Thrust into responsibility as the family’s translator, community ambassador and sibling overseer, he turned out to be a natural leader. He was student body president at Roosevelt High School, then head of Seattle’s Inter-High Council. An essay he wrote on juvenile delinquency earned him recognition as one of the country’s most outstanding students and an invitation to the White House.

At the time, the country was in the thick of World War II, and upon graduation, Luke joined the Army. His service would take him to Guam, Korea, New Guinea and the Philippines, where he earned a Bronze Star.

If there was a single incident that lit her brother’s fire for social activism, said sister Bettie, it was the family’s eviction from their University District apartment during World War II. Their landlady, she said, threw the whole family out, forcing Wing to return home on furlough to help them relocate: “She said, ‘We’re still at war. I can’t tell them apart, and I don’t want them around here.’ “

After the war, Luke returned to Seattle, where he earned political-science and public-administration degrees at the UW, led the school’s Young Democrats group and was elected president of his sophomore class.

He was forever the teacher, challenging and enlightening his siblings. He always urged them to read, even if it was just a cereal box at breakfast. When he went away to graduate school at American University in Washington, D.C., he’d encouraged Marge to write. “I was about 8 years old,” she said. “He would send back my letters with corrections on my spelling.”

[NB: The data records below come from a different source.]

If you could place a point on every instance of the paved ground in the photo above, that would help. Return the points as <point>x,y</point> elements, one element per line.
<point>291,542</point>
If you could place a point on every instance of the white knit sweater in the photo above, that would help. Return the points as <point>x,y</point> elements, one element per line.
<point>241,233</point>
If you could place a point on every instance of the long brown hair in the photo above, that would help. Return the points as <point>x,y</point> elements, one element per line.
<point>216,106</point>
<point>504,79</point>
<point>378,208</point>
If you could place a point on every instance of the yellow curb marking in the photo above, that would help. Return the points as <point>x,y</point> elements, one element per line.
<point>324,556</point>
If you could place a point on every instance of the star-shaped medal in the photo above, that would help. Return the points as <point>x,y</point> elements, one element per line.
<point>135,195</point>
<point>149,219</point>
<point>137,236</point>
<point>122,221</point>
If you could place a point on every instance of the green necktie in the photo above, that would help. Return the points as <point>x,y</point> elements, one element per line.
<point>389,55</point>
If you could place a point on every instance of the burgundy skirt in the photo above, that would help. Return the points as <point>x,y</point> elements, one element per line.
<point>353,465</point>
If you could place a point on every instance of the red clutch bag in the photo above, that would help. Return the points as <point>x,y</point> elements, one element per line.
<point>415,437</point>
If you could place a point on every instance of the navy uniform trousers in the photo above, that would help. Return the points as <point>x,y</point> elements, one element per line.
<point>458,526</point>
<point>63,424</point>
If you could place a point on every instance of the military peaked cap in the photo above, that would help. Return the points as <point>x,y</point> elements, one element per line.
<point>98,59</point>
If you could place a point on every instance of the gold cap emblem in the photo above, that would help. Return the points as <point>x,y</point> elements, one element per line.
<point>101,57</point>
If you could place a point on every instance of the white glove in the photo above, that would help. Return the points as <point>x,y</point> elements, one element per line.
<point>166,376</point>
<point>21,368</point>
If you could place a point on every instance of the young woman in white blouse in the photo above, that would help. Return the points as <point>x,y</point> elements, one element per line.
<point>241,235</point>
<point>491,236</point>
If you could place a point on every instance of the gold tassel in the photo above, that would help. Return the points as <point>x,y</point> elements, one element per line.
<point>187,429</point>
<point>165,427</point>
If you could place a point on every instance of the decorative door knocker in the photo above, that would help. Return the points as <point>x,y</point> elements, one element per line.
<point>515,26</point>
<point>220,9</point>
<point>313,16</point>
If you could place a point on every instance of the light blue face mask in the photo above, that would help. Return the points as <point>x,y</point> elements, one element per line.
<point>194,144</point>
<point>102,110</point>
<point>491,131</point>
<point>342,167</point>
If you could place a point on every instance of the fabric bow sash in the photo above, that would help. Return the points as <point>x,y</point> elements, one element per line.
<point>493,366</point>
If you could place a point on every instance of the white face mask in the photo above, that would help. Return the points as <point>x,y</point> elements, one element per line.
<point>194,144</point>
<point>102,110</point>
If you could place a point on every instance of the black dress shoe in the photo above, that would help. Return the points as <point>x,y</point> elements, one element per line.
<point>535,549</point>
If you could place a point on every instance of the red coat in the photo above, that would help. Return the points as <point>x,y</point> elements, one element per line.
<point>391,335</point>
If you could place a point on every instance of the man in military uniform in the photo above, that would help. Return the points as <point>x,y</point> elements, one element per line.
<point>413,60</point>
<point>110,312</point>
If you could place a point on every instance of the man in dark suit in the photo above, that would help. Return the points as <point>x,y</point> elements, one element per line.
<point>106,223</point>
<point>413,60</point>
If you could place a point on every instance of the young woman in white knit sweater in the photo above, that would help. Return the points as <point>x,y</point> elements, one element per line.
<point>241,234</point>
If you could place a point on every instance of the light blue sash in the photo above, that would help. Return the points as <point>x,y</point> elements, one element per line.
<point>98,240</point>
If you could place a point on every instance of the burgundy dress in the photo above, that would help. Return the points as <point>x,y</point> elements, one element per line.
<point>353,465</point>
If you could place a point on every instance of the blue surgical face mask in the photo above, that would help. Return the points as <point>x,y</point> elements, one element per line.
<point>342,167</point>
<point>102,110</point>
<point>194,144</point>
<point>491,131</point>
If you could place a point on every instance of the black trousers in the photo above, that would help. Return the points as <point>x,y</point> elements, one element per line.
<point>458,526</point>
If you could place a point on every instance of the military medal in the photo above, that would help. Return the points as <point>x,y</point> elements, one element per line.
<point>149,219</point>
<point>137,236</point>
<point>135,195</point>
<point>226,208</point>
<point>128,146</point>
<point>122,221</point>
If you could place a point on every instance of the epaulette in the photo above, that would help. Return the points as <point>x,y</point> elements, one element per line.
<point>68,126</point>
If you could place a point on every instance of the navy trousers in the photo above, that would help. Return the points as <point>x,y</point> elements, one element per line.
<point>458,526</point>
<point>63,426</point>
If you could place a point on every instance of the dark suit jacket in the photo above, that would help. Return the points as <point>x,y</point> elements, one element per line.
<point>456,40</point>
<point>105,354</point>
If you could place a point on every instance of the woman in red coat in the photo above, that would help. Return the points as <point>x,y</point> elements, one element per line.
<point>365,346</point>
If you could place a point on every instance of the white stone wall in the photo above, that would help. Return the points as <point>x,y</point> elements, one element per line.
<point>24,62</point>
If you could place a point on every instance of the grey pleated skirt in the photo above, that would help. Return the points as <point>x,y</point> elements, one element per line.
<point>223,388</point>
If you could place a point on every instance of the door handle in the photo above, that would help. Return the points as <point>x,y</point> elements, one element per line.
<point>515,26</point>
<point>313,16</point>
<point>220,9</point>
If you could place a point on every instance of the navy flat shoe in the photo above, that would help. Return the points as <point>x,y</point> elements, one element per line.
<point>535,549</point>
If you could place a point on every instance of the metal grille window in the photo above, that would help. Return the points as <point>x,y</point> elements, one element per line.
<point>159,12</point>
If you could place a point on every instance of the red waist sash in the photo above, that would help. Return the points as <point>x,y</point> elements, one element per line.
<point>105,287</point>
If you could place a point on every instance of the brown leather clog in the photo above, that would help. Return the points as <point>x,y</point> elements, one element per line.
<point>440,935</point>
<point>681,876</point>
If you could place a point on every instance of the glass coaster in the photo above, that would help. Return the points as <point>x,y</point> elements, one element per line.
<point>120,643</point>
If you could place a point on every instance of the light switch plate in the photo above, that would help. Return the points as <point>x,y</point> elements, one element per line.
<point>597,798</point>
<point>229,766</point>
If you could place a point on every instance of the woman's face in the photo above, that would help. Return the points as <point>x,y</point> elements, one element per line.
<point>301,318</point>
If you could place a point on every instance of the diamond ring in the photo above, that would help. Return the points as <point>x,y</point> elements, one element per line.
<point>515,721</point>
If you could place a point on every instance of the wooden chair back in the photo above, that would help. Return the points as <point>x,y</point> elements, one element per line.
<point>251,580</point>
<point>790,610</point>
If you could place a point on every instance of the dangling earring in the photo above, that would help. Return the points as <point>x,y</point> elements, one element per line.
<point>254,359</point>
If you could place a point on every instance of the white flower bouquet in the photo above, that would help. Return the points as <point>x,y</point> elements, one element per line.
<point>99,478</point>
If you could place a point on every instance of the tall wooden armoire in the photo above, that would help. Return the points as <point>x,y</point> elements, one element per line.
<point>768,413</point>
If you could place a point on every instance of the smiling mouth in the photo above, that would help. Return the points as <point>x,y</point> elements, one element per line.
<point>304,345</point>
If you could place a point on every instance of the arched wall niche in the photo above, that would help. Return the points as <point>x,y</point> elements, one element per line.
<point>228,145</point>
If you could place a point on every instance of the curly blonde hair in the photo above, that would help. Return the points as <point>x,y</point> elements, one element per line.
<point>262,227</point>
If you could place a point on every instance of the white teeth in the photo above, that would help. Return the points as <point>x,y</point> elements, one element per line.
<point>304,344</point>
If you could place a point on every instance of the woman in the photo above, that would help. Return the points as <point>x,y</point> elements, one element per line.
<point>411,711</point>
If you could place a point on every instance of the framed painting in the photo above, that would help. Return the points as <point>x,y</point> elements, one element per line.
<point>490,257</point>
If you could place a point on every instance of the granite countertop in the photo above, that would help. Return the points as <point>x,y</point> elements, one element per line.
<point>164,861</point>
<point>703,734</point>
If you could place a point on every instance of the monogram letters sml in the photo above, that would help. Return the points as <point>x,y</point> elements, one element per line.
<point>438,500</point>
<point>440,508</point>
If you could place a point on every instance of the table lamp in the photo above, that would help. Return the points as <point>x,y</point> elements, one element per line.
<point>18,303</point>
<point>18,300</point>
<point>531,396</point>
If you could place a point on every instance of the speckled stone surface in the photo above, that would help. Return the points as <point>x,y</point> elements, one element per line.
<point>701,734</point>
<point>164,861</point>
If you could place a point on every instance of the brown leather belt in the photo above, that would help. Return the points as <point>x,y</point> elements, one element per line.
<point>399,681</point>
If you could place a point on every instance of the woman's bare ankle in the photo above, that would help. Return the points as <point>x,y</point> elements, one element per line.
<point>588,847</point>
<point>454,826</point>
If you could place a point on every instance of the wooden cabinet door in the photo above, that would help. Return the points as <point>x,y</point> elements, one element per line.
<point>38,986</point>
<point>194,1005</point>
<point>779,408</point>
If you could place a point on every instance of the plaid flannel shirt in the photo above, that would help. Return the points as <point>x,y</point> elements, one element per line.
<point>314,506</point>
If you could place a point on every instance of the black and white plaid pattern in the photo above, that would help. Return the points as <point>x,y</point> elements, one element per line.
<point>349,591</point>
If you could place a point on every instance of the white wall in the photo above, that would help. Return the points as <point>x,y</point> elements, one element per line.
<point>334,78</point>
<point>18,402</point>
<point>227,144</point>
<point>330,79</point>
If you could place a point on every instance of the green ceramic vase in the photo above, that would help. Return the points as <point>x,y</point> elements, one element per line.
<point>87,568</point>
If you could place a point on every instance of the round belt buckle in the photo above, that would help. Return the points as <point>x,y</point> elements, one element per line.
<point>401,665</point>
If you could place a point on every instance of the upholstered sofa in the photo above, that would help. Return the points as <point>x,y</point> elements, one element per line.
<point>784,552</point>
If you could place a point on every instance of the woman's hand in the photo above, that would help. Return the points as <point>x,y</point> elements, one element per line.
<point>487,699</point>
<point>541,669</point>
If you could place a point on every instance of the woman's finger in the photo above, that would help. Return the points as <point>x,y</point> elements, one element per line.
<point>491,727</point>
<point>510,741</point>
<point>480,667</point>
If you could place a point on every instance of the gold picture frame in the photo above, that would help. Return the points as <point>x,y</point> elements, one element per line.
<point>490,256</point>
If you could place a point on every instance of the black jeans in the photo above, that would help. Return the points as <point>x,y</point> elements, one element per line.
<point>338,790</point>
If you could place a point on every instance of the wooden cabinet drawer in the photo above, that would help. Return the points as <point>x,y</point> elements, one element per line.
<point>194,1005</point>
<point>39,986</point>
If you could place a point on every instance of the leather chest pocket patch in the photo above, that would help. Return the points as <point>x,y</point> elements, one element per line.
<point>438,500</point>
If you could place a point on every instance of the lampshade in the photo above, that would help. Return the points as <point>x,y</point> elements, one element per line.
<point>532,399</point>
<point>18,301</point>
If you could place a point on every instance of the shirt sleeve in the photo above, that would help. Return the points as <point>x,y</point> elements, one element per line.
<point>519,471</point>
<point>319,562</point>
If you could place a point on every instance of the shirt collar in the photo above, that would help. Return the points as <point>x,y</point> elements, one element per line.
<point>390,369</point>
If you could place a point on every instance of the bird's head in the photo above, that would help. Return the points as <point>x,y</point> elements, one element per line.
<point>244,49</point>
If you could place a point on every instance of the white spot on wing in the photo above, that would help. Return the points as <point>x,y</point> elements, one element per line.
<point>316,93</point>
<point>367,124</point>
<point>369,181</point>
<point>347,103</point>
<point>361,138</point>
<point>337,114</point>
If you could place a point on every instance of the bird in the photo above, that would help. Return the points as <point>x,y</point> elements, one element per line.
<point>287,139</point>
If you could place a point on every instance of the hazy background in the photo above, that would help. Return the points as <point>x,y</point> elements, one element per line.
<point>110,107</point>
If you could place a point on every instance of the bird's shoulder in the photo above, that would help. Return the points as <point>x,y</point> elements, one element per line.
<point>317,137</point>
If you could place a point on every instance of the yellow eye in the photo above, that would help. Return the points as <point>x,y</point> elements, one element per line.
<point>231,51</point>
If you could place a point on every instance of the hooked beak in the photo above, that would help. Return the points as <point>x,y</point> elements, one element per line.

Toward the end of his life, after seeing some worn Chinese slippers that a local shop owner had found after cleaning out his basement, Wing suggested creating a Chinese folk art museum in the neighborhood. “He said these things shouldn’t be hidden away,” Marge said.

In other words, added Bettie, the baby of the family, while ancient silks and jades already had a home, it was “the everyday culture, the living culture, that’s going to die away and needs to be preserved.”

The three sisters will stay involved with the expanded facility, collaborating on exhibits for the museum’s Luke Family Association Room, a new space they lobbied to create in honor of the family organizations that once helped recent immigrants get on their feet. The Luke Family Association was one of five that once met in the building; one of the other family rooms has been preserved as part of the museum’s “historic immersion” experience.

“The Luke family spirit was already there,” Bettie said.

The museum, which now includes a large community space, is a tribute to their brother’s dreams and principles, Luke’s sisters say.

Bettie, who is administrative director for the Greater Seattle chapter of the Organization for Chinese Americans, said the facility “will continue to educate across generations and cultures. It will just be this wonderful magnet for people coming together.”